Тысячи пушек ревут по границам, пылают города, тысячи дирижаблей и аэропланов сбрасывают в эти города из-за облаков все новые и новые бомбы, ползут, все мертвя, мутно-зеленые тучи отравленных газов, тысячи людей распинаются ежедневно на колючей проволоке, невидимые подводные лодки топят гигантские, переполненные людьми пароходы, и десятки миллионов вооруженных до зубов бойцов истребляют один другого и хвалятся этим, и светоч цивилизации украшает их портретами свои страницы, и на груди их появляется все более и более крестиков и всяких медяшек, и особые плуги-тракторы не успевают зарывать их наспех — некогда возиться с этой падалью — в засоренную обломками чугуна и меди землю…
И с моральной точки зрения, и с хозяйственной, и с политической, и со всякой это — сумасшедший дом, это преступление, не дающее возможности жить, мыслить, дышать…»

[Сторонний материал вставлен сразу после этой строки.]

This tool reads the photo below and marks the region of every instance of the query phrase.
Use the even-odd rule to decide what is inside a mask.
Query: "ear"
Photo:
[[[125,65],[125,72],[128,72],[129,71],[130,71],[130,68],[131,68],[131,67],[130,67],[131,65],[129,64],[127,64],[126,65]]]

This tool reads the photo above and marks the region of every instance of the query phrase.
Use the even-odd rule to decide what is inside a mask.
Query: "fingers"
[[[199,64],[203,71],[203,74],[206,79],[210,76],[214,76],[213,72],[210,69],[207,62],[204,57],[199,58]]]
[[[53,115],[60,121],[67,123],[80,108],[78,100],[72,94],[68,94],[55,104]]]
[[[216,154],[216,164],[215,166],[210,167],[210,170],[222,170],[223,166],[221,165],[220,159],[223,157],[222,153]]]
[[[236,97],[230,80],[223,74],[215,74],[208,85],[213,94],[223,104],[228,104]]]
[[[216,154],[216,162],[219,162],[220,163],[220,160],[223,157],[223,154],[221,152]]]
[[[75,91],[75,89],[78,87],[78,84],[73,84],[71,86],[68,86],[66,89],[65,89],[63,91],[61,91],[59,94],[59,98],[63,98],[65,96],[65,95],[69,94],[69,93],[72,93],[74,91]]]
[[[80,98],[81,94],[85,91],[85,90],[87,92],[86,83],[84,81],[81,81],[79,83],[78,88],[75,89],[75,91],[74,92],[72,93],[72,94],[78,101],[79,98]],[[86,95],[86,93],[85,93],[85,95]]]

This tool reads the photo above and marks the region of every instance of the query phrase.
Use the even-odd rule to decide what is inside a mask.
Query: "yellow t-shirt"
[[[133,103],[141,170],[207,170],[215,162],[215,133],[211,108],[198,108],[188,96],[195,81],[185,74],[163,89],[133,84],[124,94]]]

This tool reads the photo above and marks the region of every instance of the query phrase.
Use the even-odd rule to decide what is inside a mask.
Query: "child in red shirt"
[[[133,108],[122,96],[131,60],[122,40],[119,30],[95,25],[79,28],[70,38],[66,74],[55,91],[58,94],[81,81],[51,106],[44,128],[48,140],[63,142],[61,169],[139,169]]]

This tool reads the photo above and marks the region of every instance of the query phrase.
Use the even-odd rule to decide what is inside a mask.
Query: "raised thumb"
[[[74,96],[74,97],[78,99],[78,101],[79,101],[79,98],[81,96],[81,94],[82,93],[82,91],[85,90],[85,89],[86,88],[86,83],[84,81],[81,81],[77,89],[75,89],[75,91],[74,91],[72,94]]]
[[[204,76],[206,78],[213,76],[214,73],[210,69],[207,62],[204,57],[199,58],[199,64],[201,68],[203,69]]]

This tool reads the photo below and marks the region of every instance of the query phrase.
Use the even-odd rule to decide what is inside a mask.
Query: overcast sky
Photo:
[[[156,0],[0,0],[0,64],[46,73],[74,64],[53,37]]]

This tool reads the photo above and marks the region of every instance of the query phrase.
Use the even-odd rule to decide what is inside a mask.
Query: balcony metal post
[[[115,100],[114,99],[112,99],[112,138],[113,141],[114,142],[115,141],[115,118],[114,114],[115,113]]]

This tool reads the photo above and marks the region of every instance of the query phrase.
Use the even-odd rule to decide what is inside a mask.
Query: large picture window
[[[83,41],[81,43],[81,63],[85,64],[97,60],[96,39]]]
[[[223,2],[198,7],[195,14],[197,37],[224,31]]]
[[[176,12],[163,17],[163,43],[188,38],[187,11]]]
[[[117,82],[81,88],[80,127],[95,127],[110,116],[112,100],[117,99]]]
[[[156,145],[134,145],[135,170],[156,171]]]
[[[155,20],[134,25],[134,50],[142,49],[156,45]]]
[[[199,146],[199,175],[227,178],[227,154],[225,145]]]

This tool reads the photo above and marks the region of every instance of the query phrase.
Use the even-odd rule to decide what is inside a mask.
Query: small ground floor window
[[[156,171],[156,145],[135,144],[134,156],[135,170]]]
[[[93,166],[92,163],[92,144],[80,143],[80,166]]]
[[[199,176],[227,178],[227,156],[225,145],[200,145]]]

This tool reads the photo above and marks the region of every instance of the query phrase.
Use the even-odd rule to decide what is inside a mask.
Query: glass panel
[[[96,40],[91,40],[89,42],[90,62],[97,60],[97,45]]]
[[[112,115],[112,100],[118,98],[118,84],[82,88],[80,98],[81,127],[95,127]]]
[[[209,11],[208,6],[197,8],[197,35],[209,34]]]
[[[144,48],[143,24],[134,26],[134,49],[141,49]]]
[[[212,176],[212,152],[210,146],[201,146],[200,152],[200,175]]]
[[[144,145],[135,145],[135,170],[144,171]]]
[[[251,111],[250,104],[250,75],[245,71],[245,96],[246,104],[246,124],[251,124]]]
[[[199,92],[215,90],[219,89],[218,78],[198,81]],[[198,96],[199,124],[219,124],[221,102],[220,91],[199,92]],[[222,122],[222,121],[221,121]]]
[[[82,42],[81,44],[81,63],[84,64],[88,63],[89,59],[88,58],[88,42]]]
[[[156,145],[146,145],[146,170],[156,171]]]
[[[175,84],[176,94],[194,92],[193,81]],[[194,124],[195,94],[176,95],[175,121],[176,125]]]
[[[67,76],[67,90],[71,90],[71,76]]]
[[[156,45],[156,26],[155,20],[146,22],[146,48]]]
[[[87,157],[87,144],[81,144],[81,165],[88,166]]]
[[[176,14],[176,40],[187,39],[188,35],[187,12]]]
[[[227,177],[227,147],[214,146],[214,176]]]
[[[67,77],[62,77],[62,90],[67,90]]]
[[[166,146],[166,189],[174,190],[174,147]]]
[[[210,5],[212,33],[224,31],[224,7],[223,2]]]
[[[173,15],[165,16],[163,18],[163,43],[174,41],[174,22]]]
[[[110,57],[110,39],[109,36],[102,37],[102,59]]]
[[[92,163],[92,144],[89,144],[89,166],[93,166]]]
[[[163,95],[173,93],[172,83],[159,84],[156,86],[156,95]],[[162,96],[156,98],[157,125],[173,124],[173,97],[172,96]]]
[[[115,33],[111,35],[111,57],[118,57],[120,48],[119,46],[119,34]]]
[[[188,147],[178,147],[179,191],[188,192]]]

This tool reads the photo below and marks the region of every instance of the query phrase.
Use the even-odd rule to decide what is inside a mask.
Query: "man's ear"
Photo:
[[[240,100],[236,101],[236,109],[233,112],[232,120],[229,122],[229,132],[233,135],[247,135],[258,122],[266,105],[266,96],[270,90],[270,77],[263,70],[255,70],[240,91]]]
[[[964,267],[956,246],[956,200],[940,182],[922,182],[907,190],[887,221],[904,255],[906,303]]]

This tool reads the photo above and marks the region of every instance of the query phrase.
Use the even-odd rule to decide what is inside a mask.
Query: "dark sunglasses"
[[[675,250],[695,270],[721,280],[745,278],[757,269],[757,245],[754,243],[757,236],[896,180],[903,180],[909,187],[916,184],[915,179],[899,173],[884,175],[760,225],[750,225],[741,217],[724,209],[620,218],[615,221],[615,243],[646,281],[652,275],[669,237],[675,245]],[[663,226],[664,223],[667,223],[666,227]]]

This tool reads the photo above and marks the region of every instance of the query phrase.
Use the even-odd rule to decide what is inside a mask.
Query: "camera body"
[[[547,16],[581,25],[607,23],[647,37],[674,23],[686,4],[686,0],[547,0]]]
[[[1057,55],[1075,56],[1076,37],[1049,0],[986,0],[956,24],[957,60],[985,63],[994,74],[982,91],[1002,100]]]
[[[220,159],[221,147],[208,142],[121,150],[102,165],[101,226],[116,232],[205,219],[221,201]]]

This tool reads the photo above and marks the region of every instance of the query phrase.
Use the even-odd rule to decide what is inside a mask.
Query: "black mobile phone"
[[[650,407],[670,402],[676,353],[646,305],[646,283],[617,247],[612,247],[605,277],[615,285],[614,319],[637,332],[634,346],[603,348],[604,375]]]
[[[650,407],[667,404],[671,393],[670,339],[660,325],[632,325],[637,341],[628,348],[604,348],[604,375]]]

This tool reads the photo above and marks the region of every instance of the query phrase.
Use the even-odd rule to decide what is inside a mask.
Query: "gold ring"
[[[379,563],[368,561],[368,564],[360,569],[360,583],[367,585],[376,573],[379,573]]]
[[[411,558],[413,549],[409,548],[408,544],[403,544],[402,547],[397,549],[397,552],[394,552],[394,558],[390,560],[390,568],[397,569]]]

Но Евгений Иванович был не совсем прав: охваченный своей болью по человеку, за человека, он не замечал как-то, что бесились и ликовали далеко не все. В деревнях, например, вокруг того же Окшинска не было ни флагов, ни пышных речей, ни процессий, но было много истошных воплей и тихих слез. Запасные, которых среди самого разгара летних работ отрывали от дела и от семей, потные, ошалелые, несчастные, памятуя только одно: расстрел — торопливо отрывались от своих ревущих семей и, взвалив на плечи свои укладочки или мешки, уходили в города. Там их чествовали необычайно: говорили им пылкие речи, оглушали военными оркестрами, подвинчивали молебнами и действительно через короткое время настолько заражали их своей беспардонной одурью, что и они начинали бахвалиться и косноязычно лепетать что-то такое о ерманце, и ели начальство глазами, и, враз ударяя о землю ногами и враз взмахивая руками, пели о том, как пишат царь ярманскай письмо нашаму царю… А затем их грузили в скотские вагоны, на которых было написано белыми буквами «сорок человек, восемь лошадей», и везли скорее защищать право против грубой силы бронированного кулака, свободу морей, цивилизацию, единокровную Сербию, свободу Польши, отбивать проливы и подъяремную Русь, поражать в сердце германский милитаризм и furor teutonicus…[41]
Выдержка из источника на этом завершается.